Consider here the usefully challenging case of John Toland, whose relation with Harrington is, according to our model, 99% certain.  James Harrington died when Toland was seven years old.  Common sense suggests that something’s gone wrong.  However, we know from J.G.A. Pocock, Blair Worden, Justin Champion, and others that Toland is the figure most responsible for carrying Harrington’s republican torch into the 18th century through his influential biography of Harrington, published with his similarly significant edition of Oceana (1700).  Toland, we might say, “knew” Harrington as well as anyone in Harrington’s lifetime.  While the relation was not reciprocal (Harrington did not know Toland), there are strong grounds—empirical, theoretical—for including this relationship. Put somewhat differently, we would skew our results considerably if we tried to force Toland out of Harrington’s network by altering the algorithm.  If the DNB tells us they were related, do we need to say they were not?  And this raises questions about the historical significance of the textual trace (life writing, editing), about ideological proximity vs. spatio-temporal proximity, and about the kinds of relationships privileged by the DNB itself.

At the same time, our “confidence estimates” might just as easily be called “doubt estimates,” and these “doubt estimates” can have considerable scholarly value too.  Consider two possible uses.  While low scores suggest slim chance of a relation, they also show scholars (and students) where there’s relatively high scholarly payoff for demonstrating evidence of connections.   This is one of the reasons why we err on the side of inclusion, giving confidence estimates nearly down to nil.  In shorthand, it helps scholars know more about what we don’t know about.  This “metaknowledge” is a key step on the path to new discoveries and arguments.    

Secondly, low scores take us toward a category we’ve come to think of as “white space” in the social graph, specifically, the category of non-relation.  What we’ve already said about the possibilities generated by networks might make “white space” or “non-relation” seem relatively uninteresting.  Presence is much more fun than absence, right?  But here, it’s possible to develop more fine-grained understandings of groups, individuals, and their “publics,” where publics are understood, in Michael Warner’s sense, as self-organized relations among strangers.  Insofar as tropes, images, ideas and so forth develop and operate within networks, we can posit a rough and ready dichotomy of network, on the one side, and public on the other. While undoubtedly reductive, such a dichotomy can be a productive heuristic, generating more concrete thinking about the kinds of languages and practices deemed worthy of “export” and the people and groups who made up audiences for publication, understood in its broadest sense.        







Global Birth Estimation Graph

Although DNB entries include birth dates, many names appear unassociated with such dates.  After our initial Named Entity Recognition approach to the the DNB, our list of names included many people who lived outside of our date range (1550-1700).

We estimated birth years of named entities by matching them against extracted years of birth from biography subjects.
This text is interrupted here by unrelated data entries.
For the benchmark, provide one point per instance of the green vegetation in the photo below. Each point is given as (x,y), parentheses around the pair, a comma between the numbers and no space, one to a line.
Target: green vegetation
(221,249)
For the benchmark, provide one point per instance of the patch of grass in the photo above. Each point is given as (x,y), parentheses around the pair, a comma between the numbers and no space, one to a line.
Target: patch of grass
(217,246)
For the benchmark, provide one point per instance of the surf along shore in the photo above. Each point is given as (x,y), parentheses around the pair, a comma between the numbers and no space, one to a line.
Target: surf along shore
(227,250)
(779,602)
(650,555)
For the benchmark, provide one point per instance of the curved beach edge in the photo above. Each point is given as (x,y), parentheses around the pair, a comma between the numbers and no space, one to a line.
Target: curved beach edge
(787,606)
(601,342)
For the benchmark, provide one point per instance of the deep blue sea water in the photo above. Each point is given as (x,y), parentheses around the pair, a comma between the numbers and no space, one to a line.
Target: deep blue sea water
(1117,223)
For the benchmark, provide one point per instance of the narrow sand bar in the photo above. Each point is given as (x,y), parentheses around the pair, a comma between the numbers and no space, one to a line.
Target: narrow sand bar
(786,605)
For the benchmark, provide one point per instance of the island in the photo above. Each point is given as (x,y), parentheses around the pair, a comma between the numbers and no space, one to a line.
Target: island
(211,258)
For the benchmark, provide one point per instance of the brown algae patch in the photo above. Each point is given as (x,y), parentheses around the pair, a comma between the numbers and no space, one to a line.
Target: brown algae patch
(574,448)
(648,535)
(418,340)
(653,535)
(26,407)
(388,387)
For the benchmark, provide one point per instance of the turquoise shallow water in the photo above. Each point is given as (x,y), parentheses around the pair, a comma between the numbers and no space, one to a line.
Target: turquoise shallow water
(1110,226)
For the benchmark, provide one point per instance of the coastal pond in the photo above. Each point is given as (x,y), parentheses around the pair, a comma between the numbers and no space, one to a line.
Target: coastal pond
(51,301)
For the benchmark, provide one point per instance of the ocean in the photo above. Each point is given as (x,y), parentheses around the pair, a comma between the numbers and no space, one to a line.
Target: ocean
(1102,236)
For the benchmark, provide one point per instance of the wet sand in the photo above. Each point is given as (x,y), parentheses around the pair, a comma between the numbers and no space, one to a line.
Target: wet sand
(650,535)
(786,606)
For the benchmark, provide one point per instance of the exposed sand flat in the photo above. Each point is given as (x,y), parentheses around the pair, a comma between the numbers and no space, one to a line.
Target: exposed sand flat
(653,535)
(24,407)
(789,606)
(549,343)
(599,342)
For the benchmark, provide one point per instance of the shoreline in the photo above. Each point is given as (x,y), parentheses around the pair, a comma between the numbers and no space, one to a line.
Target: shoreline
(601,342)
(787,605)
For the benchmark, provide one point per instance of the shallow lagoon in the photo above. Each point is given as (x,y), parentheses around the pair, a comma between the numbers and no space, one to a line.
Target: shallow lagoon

In the case of multiple matches, we went with the person with the longest biography.  

In order to test how successfully we had estimated birth dates - and to test whether our methodology is doing something reasonable in estimating links, we plotted each node using a graph-drawing algorithm that emphasizes closeness of nodes if there is an edge (relationship estimate) between them. 

Nodes cluster largely as one would expect (nodes tend to be connected to other nodes with similar birth years).  Outliers are easily identified and analyzed.image

Descriptions

  • For the ego-centric plots, the ‘Francis Bacon’ plot shows an evenly spread out layout of nodes. The ‘James Harrington’ plot shows an unevenly spread out layout, where node placement is influenced by an (estimated) measure of relationship strength.
  • For the dyad plot, nodes are placed evenly spread out. 
  • For the trail plot, nodes are evenly spread out within each ‘cluster’ (considering Milton and Fox as their own separate clusters).
  • For all of these plots, larger names / nodes represent names that appear more often in our text sources.